DEM Parti İzmir Milletvekili İbrahim Akın, şu ifadeleri kullandı:
“Metin Lokumcu’nun yakınlarına duruşma hakiminin sorusu bile gerçekten ne kadar hazin durumda olduğumuzu gösteriyor. Soru şu; diyeceğin bir şey var mı? 13 yıla varan bir süre içerisinde sözler bitmiş, 13 yıldır adalet yerini bulmamış ve yargılama tamamlanamamış ve Metin Lokumcu’nun açıkça katledilmesi karşısında sorumlu olanlar da hesap verememiş durumda. Metin Lokumcu’nun duruşması Türkiye’deki hukuk sistemi açısından somut bir örnektir. Eğer birlikte olamazsak, yan yana gelip güçlü mücadele veremezsek bu tür olaylarla çok daha sık karşı karşıya kalacağız. Metin Lokumcu’yu sonuna kadar savunacağız. Bu konuda suçlu olanlar, başta Cumhurbaşkanı olmak üzere bunun hesabını mutlaka verecekler. Bu dava nasıl sonuçlanırsa sonuçlansın, Lokumcu davası bizim için devam edecek.”

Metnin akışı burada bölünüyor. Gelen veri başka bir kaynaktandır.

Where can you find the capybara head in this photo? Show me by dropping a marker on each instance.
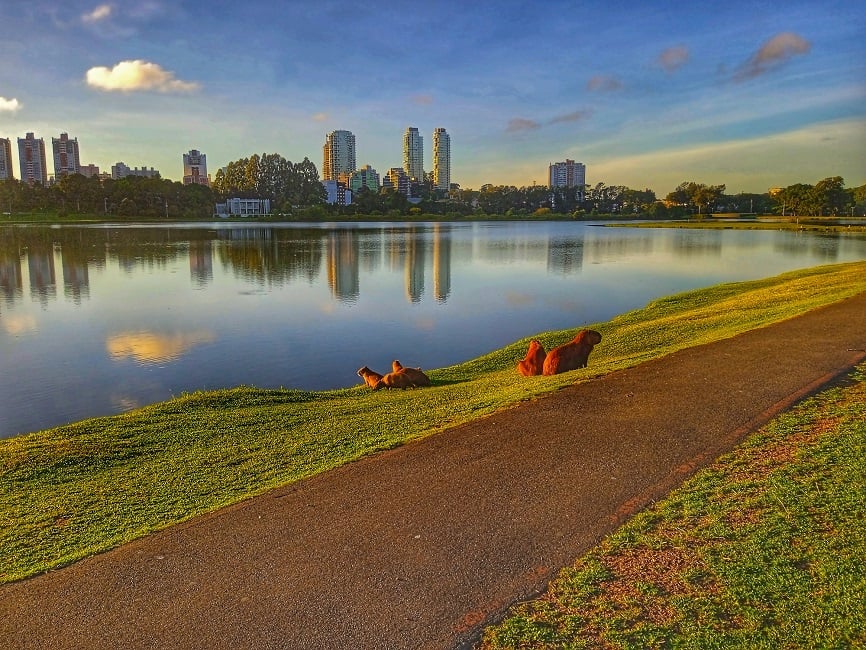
(588, 336)
(533, 363)
(371, 377)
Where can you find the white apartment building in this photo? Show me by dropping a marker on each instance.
(6, 168)
(413, 154)
(567, 174)
(195, 168)
(66, 157)
(31, 156)
(338, 156)
(441, 159)
(120, 170)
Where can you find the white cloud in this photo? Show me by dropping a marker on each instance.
(137, 75)
(100, 13)
(779, 49)
(9, 105)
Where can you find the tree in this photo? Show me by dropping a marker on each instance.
(830, 194)
(696, 195)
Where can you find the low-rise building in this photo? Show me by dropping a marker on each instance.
(243, 208)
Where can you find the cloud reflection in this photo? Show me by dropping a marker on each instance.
(151, 347)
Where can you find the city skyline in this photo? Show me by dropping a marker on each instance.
(745, 94)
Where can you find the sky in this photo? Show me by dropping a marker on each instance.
(749, 94)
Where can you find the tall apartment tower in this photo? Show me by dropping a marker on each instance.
(31, 156)
(441, 159)
(66, 160)
(338, 156)
(6, 173)
(567, 174)
(195, 168)
(413, 154)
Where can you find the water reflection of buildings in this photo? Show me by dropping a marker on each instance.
(414, 267)
(11, 280)
(441, 262)
(343, 265)
(76, 278)
(201, 262)
(565, 256)
(40, 267)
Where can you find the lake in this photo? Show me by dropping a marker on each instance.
(101, 319)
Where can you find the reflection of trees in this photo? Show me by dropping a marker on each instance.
(599, 249)
(11, 281)
(271, 256)
(76, 278)
(697, 243)
(824, 246)
(40, 267)
(565, 255)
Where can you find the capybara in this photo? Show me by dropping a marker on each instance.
(571, 355)
(415, 374)
(371, 377)
(533, 362)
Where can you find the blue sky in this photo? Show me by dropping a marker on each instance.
(750, 94)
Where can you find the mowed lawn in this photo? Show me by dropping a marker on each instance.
(69, 492)
(764, 549)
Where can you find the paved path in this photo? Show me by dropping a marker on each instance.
(420, 546)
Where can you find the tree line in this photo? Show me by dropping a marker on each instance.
(295, 189)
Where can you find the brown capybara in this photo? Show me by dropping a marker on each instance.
(371, 377)
(533, 362)
(415, 374)
(571, 355)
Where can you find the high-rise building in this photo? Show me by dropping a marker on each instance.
(413, 154)
(338, 156)
(90, 171)
(31, 156)
(567, 174)
(195, 168)
(398, 180)
(66, 159)
(6, 172)
(441, 159)
(364, 177)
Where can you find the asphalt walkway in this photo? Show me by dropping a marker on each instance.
(419, 547)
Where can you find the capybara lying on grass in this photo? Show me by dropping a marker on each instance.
(414, 374)
(400, 377)
(571, 355)
(533, 362)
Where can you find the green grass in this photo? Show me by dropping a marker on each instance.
(764, 549)
(73, 491)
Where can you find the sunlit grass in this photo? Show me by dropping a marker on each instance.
(72, 491)
(762, 550)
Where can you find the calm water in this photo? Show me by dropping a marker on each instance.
(99, 320)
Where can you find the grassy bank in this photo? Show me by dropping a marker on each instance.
(76, 490)
(814, 224)
(762, 550)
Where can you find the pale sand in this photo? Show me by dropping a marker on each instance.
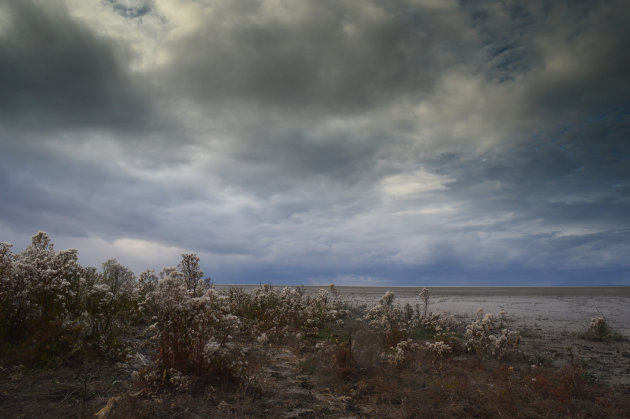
(548, 318)
(550, 308)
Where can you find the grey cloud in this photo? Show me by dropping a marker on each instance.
(328, 57)
(58, 73)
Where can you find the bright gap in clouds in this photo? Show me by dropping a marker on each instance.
(365, 142)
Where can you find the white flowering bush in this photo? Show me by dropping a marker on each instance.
(489, 336)
(51, 305)
(40, 293)
(402, 354)
(111, 302)
(439, 349)
(276, 311)
(196, 334)
(385, 315)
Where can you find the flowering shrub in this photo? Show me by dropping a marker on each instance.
(488, 335)
(40, 291)
(111, 301)
(402, 354)
(385, 315)
(50, 303)
(424, 296)
(195, 334)
(274, 311)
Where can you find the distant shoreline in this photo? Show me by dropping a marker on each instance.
(620, 291)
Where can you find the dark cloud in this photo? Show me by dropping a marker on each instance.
(307, 141)
(316, 56)
(57, 72)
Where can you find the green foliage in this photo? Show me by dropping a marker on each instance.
(51, 305)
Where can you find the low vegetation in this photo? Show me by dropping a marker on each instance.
(188, 349)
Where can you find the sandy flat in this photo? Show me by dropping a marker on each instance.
(548, 318)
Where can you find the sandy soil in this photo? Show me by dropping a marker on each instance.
(549, 318)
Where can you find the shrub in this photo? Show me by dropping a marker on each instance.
(39, 296)
(195, 334)
(111, 303)
(488, 336)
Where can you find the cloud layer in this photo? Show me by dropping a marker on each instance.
(399, 142)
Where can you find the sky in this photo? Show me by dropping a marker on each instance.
(360, 142)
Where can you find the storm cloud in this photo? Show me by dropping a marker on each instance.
(403, 142)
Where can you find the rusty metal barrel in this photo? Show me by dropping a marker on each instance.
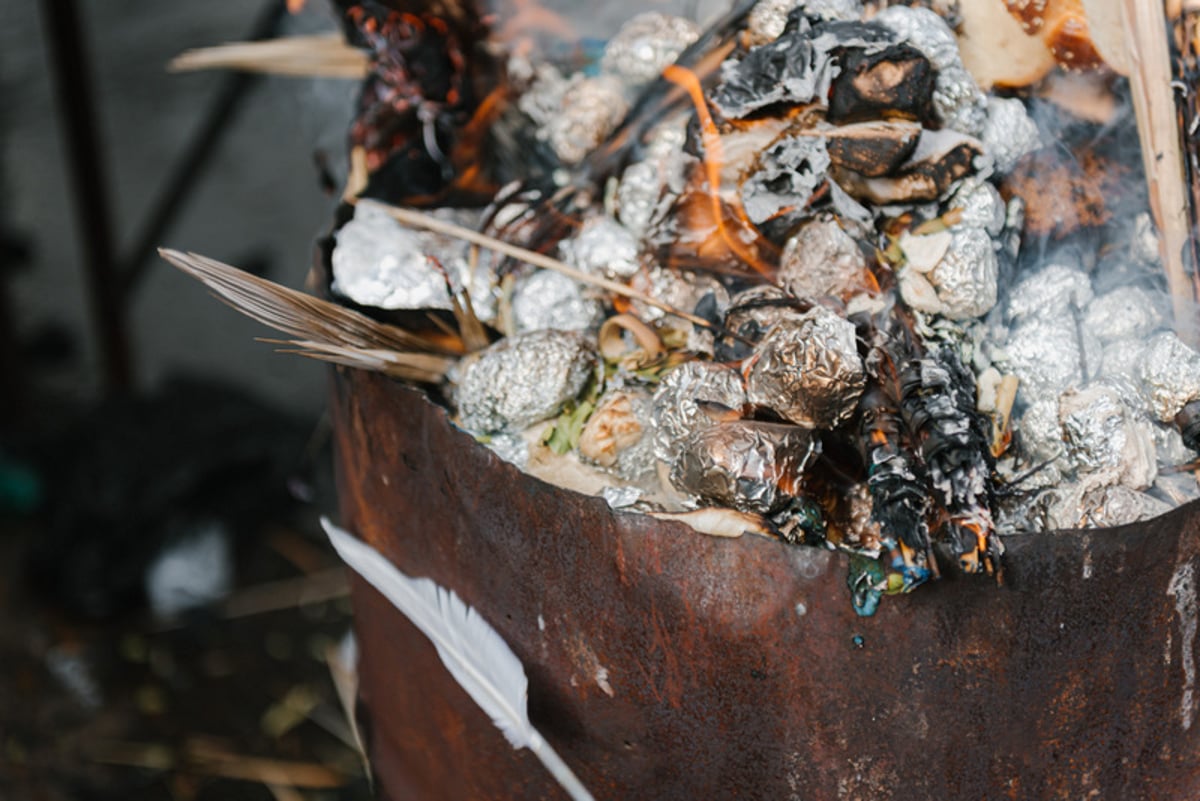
(667, 664)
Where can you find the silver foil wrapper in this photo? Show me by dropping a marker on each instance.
(1055, 290)
(1009, 133)
(958, 100)
(1170, 375)
(1129, 313)
(1104, 439)
(808, 369)
(646, 44)
(592, 109)
(821, 259)
(981, 204)
(748, 465)
(603, 247)
(551, 300)
(618, 434)
(745, 315)
(379, 263)
(1048, 356)
(1113, 505)
(647, 186)
(964, 283)
(676, 410)
(522, 380)
(681, 290)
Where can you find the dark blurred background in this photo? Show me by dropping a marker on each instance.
(168, 609)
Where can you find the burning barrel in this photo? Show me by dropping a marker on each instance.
(796, 420)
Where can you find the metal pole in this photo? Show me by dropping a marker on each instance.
(85, 161)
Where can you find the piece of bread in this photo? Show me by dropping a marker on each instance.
(996, 50)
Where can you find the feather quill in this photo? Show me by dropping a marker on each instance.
(474, 652)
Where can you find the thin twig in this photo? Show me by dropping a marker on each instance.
(324, 55)
(421, 220)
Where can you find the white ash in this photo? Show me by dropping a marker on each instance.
(377, 262)
(603, 247)
(550, 300)
(1170, 375)
(1047, 355)
(1055, 290)
(591, 109)
(981, 204)
(646, 44)
(821, 259)
(676, 408)
(963, 285)
(521, 380)
(958, 100)
(681, 290)
(1103, 437)
(807, 368)
(1009, 133)
(1129, 313)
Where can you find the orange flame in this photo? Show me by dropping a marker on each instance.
(688, 80)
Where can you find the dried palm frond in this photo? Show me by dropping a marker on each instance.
(321, 329)
(323, 55)
(1162, 155)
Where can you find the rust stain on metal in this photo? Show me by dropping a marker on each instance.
(738, 667)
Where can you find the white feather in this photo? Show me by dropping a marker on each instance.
(474, 652)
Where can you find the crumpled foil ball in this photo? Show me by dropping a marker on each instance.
(1170, 375)
(821, 259)
(379, 263)
(646, 44)
(1055, 290)
(551, 300)
(744, 464)
(521, 380)
(1009, 133)
(603, 247)
(808, 369)
(676, 408)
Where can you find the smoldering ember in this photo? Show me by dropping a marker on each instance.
(811, 272)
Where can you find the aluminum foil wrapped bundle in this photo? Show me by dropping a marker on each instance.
(749, 465)
(1170, 375)
(618, 434)
(592, 108)
(603, 247)
(377, 262)
(1104, 440)
(821, 259)
(646, 44)
(1009, 134)
(808, 369)
(551, 300)
(522, 380)
(677, 411)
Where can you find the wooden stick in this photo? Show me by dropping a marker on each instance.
(420, 220)
(1153, 101)
(324, 55)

Metin Lokumcu’nun oğlu Ulaş Lokumcu da “Biz 13 yıldır mücadeleyi veririz ama arkamızdaki bu kadar güçlü bir halk ve Metin Hoca’nın sevenleri, dostları, arkadaşları olmasaydı biz buraya kadar gelemeyeceğimizi biliyoruz. Çünkü son birkaç aydır yaşanan hukuksuzluklar adalete inancımı iyice zayıflattı. Biz yine de 11 Haziran da kalabalık bir şekilde davaya gelerek umudumuzu yeşertmek istiyoruz. Bizi bu zamana kadar yalnız bırakmayan herkese çok teşekkür ediyorum. Bir daha ülkede böyle şeyler yaşanmasın diyoruz ama bu faşizan sistem devam ettiği sürece bu acıları yaşayacağız. 11 Haziran’da bütün dostları buraya bekliyoruz.” dedi.